I just attended the first plenary talk at my favorite annual economics meetings: those of the Association for Private Enterprise Education. It was on “Political Capitalism” by my friend Randy Holcombe of Florida State University.
In the talk he applied public choice to understanding how various rules and regulations get set. So far, so good.
But then he tried to link it up the top 1%/bottom 99% dichotomy. He sees the interest groups that succeed in getting their way as being in the top 1%.
In Q&A, I didn’t ask a question, but made a statement. I pointed out that two of the most powerful lobbies in Washington are the National Education Association and the American Association of Retired Persons and that few of their members are in the top 1%. I noted that I come from coastal California, where many of my fellow homeowners show up to oppose virtually any new home getting built–and often succeed in preventing it or slowing it down by years.
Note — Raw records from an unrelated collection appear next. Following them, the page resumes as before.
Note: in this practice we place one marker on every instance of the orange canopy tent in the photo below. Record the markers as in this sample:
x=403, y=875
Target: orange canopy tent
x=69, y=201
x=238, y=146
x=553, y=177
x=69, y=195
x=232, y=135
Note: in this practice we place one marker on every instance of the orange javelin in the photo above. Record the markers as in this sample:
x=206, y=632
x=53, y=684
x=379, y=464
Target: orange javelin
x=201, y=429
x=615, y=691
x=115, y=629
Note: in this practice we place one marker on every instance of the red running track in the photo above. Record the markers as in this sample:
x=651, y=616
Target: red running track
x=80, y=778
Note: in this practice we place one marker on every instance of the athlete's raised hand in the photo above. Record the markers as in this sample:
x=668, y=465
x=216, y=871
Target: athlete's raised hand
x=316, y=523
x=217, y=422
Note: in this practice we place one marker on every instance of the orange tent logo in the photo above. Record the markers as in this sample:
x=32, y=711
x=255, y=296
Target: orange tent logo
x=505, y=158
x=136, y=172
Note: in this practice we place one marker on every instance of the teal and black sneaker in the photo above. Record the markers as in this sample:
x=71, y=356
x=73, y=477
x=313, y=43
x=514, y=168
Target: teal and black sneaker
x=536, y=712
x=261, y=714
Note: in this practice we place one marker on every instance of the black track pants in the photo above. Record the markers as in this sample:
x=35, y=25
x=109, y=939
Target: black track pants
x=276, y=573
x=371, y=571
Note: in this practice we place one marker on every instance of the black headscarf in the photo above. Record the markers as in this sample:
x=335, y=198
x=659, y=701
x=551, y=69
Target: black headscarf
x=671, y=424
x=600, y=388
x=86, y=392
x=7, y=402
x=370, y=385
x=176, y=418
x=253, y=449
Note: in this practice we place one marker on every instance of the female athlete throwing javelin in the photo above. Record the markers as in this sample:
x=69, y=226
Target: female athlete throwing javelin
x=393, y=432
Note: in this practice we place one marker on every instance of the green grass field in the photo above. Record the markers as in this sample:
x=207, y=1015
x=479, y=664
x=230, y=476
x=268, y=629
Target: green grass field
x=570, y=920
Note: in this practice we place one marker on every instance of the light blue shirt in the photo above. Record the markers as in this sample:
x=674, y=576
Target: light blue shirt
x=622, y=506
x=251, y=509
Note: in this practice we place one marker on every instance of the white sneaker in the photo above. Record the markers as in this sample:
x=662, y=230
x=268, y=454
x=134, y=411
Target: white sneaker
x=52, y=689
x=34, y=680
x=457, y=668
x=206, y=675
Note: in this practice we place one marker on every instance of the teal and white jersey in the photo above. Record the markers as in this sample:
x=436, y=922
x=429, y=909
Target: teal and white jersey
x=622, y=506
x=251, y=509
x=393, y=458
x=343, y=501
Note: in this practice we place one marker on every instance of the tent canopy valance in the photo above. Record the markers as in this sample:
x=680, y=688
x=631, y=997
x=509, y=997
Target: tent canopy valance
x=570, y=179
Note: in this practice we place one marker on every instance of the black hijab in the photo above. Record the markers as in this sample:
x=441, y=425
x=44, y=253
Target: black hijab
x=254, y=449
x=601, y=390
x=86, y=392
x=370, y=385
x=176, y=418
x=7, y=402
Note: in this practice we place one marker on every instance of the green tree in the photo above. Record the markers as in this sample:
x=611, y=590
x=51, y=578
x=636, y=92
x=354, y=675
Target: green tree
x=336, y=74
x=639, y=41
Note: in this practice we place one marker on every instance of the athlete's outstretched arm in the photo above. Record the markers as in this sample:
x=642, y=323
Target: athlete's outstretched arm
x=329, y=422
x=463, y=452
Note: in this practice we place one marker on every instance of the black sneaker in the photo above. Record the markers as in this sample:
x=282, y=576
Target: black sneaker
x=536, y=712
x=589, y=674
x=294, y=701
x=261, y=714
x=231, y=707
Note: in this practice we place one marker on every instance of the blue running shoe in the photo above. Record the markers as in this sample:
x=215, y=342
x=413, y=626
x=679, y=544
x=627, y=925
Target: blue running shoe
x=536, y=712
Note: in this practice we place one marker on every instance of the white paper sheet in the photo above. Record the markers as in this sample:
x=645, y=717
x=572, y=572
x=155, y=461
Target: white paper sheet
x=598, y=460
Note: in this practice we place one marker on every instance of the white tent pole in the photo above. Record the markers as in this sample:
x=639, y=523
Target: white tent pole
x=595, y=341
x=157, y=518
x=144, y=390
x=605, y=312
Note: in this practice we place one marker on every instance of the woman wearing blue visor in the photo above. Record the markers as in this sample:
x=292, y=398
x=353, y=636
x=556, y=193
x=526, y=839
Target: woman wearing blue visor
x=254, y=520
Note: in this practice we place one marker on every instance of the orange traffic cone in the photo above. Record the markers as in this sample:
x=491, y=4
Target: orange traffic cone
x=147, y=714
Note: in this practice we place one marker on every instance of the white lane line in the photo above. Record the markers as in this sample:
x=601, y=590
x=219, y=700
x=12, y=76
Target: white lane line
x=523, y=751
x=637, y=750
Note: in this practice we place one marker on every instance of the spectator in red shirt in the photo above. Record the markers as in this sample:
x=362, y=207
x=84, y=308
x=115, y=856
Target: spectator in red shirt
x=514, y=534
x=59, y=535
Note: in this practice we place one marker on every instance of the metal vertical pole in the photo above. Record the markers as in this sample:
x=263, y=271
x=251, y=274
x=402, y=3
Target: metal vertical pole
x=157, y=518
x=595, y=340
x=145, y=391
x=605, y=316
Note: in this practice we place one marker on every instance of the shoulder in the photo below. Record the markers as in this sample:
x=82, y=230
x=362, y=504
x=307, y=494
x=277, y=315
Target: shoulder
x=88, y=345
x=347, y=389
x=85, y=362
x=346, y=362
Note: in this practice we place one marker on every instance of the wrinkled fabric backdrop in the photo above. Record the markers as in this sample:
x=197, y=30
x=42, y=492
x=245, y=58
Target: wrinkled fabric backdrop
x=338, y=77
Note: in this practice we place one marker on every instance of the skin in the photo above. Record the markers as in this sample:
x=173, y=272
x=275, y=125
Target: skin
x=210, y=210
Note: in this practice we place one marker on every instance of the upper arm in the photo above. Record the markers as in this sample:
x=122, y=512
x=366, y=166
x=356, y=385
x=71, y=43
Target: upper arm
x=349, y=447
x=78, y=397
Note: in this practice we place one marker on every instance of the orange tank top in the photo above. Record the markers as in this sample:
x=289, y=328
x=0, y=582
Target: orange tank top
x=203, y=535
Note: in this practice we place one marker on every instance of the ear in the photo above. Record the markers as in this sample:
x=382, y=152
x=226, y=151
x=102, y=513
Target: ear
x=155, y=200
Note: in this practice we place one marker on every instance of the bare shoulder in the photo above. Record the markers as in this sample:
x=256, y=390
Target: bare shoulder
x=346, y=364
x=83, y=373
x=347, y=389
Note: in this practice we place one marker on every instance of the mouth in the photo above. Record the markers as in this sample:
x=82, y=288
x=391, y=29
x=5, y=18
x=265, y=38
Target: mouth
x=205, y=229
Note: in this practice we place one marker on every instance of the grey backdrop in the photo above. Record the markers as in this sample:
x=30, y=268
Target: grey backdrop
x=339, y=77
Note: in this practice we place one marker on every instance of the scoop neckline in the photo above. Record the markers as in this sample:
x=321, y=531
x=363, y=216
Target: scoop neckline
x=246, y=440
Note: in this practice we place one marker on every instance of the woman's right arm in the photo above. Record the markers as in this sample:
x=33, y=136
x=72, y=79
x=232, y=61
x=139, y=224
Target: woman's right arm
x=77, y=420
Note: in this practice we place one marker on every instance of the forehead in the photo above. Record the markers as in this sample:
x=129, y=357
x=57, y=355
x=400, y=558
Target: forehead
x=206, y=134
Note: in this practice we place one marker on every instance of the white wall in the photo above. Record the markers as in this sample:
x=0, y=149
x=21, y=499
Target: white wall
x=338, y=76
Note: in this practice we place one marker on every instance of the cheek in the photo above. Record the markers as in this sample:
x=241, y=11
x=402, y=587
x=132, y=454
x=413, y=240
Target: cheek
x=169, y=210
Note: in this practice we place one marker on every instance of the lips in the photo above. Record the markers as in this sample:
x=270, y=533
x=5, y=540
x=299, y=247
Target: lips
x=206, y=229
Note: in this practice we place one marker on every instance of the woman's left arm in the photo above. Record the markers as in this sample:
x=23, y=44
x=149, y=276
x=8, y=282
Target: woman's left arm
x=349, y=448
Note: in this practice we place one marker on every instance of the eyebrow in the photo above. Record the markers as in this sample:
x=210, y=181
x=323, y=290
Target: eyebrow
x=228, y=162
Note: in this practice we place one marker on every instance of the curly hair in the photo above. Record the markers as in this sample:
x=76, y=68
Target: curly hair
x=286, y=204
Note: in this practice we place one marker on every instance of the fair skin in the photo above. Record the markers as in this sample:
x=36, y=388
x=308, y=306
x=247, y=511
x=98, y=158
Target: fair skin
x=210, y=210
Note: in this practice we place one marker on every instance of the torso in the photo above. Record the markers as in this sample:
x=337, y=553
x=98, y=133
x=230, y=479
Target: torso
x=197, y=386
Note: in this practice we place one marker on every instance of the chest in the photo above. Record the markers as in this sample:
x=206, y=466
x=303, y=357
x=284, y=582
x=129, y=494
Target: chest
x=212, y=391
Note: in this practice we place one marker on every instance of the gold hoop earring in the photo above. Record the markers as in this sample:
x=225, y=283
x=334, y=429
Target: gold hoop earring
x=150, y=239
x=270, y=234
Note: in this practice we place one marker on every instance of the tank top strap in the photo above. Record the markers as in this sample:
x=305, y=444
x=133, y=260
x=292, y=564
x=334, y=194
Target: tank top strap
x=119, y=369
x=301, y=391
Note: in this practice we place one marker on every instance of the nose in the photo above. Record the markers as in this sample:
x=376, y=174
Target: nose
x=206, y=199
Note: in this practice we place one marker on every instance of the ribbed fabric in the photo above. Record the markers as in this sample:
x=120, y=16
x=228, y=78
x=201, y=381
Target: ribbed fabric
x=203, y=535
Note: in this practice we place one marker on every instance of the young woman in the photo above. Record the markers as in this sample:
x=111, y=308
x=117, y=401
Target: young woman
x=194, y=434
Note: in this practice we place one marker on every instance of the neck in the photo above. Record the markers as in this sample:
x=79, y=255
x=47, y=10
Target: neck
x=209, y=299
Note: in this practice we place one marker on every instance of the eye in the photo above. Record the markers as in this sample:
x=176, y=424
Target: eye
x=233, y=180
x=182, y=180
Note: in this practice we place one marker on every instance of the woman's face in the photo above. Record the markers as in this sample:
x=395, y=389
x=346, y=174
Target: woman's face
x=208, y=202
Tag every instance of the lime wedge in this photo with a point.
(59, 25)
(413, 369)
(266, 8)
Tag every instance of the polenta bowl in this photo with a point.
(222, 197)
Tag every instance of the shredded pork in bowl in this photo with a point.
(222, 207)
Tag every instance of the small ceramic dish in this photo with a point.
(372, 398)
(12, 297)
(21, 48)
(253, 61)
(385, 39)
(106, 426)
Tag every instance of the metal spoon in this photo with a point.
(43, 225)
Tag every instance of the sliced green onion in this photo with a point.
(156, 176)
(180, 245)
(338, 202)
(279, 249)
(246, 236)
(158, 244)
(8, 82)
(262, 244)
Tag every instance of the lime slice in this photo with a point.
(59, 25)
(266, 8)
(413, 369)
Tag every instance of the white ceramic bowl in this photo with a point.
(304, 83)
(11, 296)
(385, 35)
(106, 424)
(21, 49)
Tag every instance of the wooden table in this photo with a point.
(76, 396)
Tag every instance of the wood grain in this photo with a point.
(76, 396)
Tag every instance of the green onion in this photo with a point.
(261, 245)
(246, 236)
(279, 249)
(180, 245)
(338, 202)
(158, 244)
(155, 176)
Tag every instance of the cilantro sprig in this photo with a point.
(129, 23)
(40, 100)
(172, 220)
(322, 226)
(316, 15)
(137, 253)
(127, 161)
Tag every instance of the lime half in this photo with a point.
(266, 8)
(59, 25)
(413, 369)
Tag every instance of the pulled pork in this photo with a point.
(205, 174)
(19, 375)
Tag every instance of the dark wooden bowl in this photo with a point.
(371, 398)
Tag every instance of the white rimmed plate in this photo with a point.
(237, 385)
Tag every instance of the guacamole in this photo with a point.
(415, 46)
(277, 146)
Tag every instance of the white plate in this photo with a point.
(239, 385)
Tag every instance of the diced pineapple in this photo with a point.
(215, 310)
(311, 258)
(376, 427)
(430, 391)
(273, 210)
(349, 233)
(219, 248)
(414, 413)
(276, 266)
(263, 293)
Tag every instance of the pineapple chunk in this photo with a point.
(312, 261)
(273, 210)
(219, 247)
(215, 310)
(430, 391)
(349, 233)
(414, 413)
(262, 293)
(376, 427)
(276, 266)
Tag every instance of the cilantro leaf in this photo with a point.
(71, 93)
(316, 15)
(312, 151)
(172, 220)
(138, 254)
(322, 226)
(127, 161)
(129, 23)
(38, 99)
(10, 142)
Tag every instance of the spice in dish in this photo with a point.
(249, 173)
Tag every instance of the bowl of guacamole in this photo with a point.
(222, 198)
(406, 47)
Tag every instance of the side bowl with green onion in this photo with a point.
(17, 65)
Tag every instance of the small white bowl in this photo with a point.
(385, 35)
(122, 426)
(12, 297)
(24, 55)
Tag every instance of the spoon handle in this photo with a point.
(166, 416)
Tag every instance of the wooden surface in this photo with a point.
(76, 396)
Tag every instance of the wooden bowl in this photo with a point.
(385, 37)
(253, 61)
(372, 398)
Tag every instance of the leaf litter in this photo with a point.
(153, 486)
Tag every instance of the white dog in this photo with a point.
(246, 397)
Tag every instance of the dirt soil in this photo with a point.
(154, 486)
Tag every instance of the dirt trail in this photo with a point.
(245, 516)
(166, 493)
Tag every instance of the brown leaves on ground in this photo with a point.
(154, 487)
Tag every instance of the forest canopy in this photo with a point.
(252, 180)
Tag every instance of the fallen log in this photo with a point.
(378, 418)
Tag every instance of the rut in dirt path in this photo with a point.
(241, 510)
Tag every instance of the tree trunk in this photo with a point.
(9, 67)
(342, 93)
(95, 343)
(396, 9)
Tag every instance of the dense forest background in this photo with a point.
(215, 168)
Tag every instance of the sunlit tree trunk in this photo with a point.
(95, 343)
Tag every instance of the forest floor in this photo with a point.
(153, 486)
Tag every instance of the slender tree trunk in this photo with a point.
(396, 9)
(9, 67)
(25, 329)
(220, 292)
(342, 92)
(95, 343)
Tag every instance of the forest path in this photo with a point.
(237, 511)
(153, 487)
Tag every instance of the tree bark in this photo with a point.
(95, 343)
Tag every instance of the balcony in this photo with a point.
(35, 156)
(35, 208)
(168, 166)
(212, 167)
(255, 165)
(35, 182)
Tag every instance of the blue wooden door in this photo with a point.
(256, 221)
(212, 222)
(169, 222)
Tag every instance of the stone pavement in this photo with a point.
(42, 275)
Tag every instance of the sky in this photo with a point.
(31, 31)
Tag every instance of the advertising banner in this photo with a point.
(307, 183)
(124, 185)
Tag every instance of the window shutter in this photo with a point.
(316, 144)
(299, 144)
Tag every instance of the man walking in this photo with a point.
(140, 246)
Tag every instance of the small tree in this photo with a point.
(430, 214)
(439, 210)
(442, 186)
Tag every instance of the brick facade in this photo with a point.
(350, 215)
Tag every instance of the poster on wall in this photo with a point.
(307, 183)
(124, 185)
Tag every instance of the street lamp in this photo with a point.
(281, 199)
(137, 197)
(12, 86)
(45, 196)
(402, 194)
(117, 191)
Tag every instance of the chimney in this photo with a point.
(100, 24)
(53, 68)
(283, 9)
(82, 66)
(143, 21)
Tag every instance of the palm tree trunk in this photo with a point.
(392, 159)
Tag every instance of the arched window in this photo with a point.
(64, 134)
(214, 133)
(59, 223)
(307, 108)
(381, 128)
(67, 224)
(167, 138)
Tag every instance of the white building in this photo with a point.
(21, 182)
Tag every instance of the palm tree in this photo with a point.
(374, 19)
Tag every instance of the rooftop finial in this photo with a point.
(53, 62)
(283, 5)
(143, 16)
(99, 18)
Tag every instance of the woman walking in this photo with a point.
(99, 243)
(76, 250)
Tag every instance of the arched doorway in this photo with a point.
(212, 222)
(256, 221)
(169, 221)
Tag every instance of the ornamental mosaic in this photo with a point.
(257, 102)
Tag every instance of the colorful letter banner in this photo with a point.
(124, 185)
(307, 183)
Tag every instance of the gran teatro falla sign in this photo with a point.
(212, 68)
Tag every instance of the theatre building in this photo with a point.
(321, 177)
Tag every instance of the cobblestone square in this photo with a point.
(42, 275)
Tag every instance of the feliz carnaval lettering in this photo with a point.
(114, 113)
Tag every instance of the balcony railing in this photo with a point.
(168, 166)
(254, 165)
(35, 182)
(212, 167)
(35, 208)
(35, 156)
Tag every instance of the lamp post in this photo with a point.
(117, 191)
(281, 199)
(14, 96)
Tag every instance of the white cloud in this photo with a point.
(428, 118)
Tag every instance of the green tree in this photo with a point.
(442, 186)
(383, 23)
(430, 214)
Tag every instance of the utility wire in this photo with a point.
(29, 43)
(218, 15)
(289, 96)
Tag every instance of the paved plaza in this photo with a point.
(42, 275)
I pointed out that most of these fellow homeowners are not in the top 1% and that I’m closer to the top 1% than many of them are: I’m guessing I’m in about the top 7 or 8%. So, I concluded, if you stick with the 1%/99% dichotomy, you’re going to miss a lot.
Randy answered that the rank and file members of the NEA and of the AARP don’t have much power: It’s the heads of these organizations, he said, that have power and they are in the top 1%. I responded that if they went strongly against the wishes of their rank and file members, they would not be in those positions for long.
READER COMMENTS
Alan Goldhammer
Apr 2 2018 at 3:31pm
David writes,
I disagree with the first and agree with the second. The NEA has little impact in Washington because the stakes are too small relative to where their rank and file work. Look at what went on in West Virginia and now is happening in Oklahoma, Kentucky and some other states. This is where the action is as far as the NEA and its rival the AFT. The lobbies that are big in Washington DC are those that can facilitate large campaign contributions to members of Congress.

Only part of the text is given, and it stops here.